La maison dans l’impasse, à lui seul le titre exprime tout ce que ce huis clos domestique d’une rare intensité recèle de frustration, d’étouffement, de noirceur, de résignation et de soumission. Parlerme, années 1900. Un père acculé par des soucis financiers voit dans l’union de sa cadette avec son créancier un arrangement inespéré. Le mariage célébré, Antonietta, ignorant tout de l’amour et craignant de se retrouver seule avec son mari, demande à sa petite sœur de l’aider à s’installer. Nicoletta emménage avec le jeune couple. L’arrangement provisoire s’installe dans la durée et le couple s’habitue à la présence rassurante de cette sœur dévouée. Nicoletta voit sa jeunesse filer et son désir de fonder une famille se tarir. Marqué par une enfance misérable, Don Lucio se montre intraitable et irritable. Il règne en maître sur son foyer, s’évertuant à « s’assurer de la docilité du caractère » de son épouse, qu’il désire « aussi malléable que de l’argile fraîche ». Les deux sœurs lui obéissent avec servilité. Se glissant sans moufter dans le rôle étriqué de femme au foyer auquel des générations de femmes avant elles se sont pliées. Jusqu’au jour où l’équilibre fragile du ménage se rompt. Une chape de plomb s’abat sur la maison. La complicité entre les deux sœurs se mue en rancœur et la jalousie s’immisce dans leur relation. Même la douceur du fils aîné ne parvient pas à apaiser les rivalités. Chacune se mure dans ses revendications et campe sur ses positions. Cloîtrées dans la maison et plongées dans un état de prostration, elles ressassent amèrement la trahison infligée par leur plus proche alliée et le goût âcre d’une vie teintée de regrets. Oubliant presque que les enfants, doués d’une sensibilité innée, pressentent la vérité qui tel un poison imprègne leur être en construction. La chute aura valeur de punition. Avec une concision et une précision remarquables, Maria Messina capte les émotions et retranscrit la psyché humaine dans un thriller domestique impeccable. Un texte éminemment politique sur la condition féminine, la domesticité et le patriarcat qui n’a rien perdu de son acuité.

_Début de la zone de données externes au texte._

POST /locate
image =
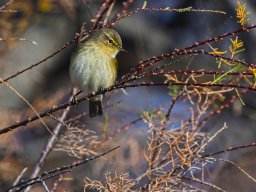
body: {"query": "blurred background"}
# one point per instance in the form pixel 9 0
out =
pixel 52 23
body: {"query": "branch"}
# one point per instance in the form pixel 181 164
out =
pixel 52 173
pixel 115 87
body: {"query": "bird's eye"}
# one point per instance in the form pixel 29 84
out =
pixel 110 41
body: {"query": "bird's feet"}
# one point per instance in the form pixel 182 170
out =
pixel 74 101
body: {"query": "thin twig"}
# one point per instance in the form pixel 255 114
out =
pixel 51 141
pixel 55 172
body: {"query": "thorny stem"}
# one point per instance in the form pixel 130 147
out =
pixel 51 141
pixel 114 87
pixel 49 174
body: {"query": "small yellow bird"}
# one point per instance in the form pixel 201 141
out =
pixel 94 66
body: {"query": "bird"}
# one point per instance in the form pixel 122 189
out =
pixel 93 65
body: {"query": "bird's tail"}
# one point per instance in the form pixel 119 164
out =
pixel 95 108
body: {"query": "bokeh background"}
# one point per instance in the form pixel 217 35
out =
pixel 52 23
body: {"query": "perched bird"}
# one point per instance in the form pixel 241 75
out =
pixel 94 66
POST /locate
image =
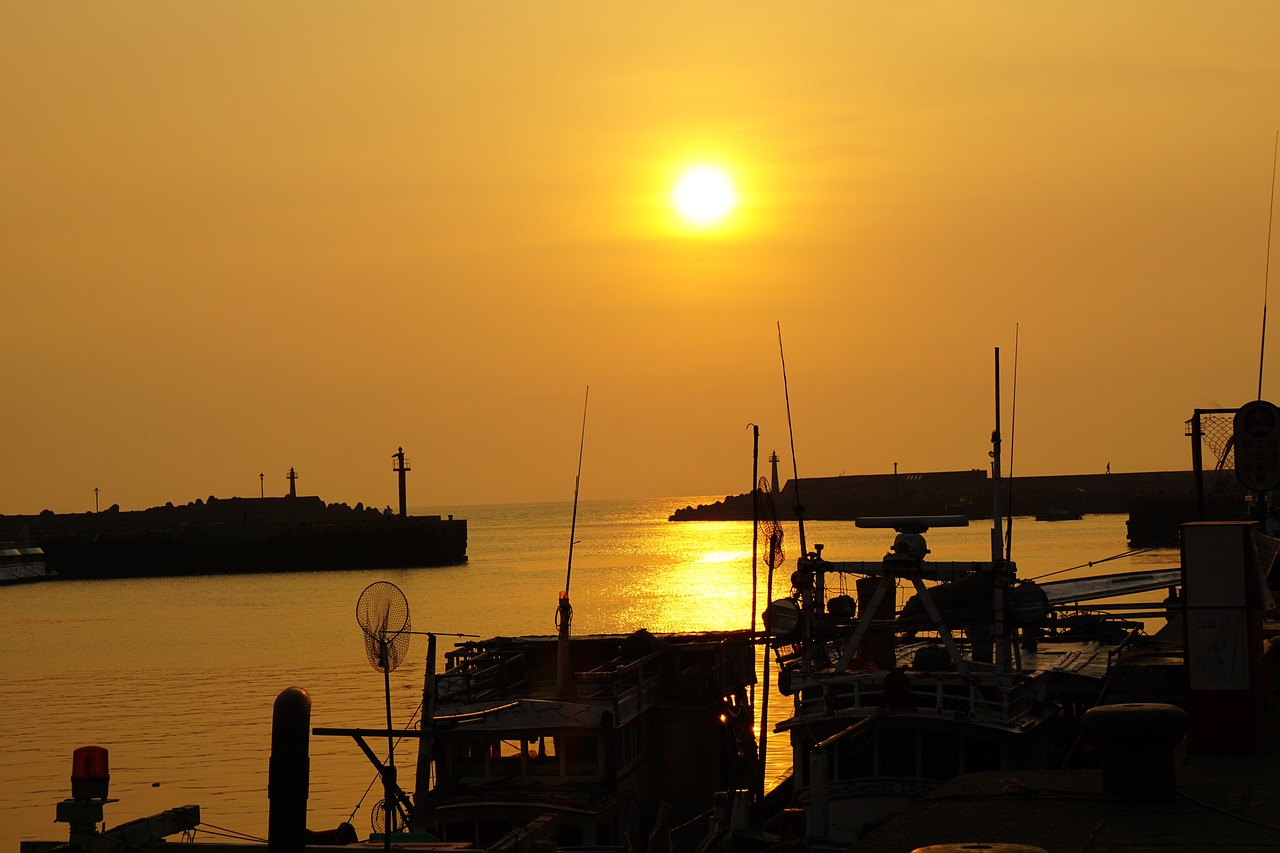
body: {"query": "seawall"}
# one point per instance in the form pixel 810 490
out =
pixel 237 536
pixel 1156 501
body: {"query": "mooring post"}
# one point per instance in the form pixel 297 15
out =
pixel 288 776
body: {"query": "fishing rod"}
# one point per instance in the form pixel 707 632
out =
pixel 563 610
pixel 795 471
pixel 577 479
pixel 1266 273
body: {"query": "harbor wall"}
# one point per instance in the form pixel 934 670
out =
pixel 237 536
pixel 1156 501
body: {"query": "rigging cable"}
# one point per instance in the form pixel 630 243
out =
pixel 1132 552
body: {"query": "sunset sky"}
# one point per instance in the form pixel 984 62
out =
pixel 238 237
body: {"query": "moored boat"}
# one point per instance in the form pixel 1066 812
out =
pixel 23 564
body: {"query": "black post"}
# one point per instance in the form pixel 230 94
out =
pixel 402 469
pixel 288 775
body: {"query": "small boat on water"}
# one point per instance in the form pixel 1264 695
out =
pixel 1056 514
pixel 645 733
pixel 23 564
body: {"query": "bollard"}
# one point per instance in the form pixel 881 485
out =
pixel 289 772
pixel 1136 747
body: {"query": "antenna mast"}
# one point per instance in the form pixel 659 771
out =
pixel 795 470
pixel 563 610
pixel 1266 274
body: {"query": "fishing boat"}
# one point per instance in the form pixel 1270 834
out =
pixel 894 696
pixel 645 733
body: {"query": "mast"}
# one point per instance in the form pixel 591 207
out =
pixel 997 562
pixel 565 611
pixel 795 470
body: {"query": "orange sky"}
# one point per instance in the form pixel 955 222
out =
pixel 237 237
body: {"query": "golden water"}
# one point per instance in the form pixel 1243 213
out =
pixel 177 676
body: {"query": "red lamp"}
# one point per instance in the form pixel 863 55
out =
pixel 90 774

Antonietta n’était pas heureuse. Dans son cœur, il y avait un grand froid qui interdisait la joie.
[…] mieux valait que la vie s’écoule, aussi régulière que le tic-tac d’un horloge et que les femmes restent à leur place. D’ailleurs se disait-il pour s’ôter tout scrupule, les religieuses cloîtrées s’en trouvent très bien et vivent longtemps. Elles ne gaspillent pas leur énergie inutilement. »
Son cœur débordait d’une tendresse presque angoissante, d’un grand besoin d’aimer, d’être aimée… […] Dans l’Évangile, il est écrit que l’homme ne se nourrit pas que de pain… »
Est-ce que toute sa vie se passerait ainsi, comme ces soirées accablantes de silence ? Quand on est jeune, la solitude est parfois intolérable ; c’est une présence invisible, une créature de cauchemar qui vous serre le cœur jusqu’à vous étouffer…
Pourquoi était-elle venue naître là, dans la maison mélancolique ?
Mais comme elle contemplait les poings roses et fermés, elle eut pitié de l’intruse. « Si au moins c’était un garçon, se dit-elle. Son sort serait plus facile. Les femmes sont nées pour servir et pour souffrir. Et rien d’autre. »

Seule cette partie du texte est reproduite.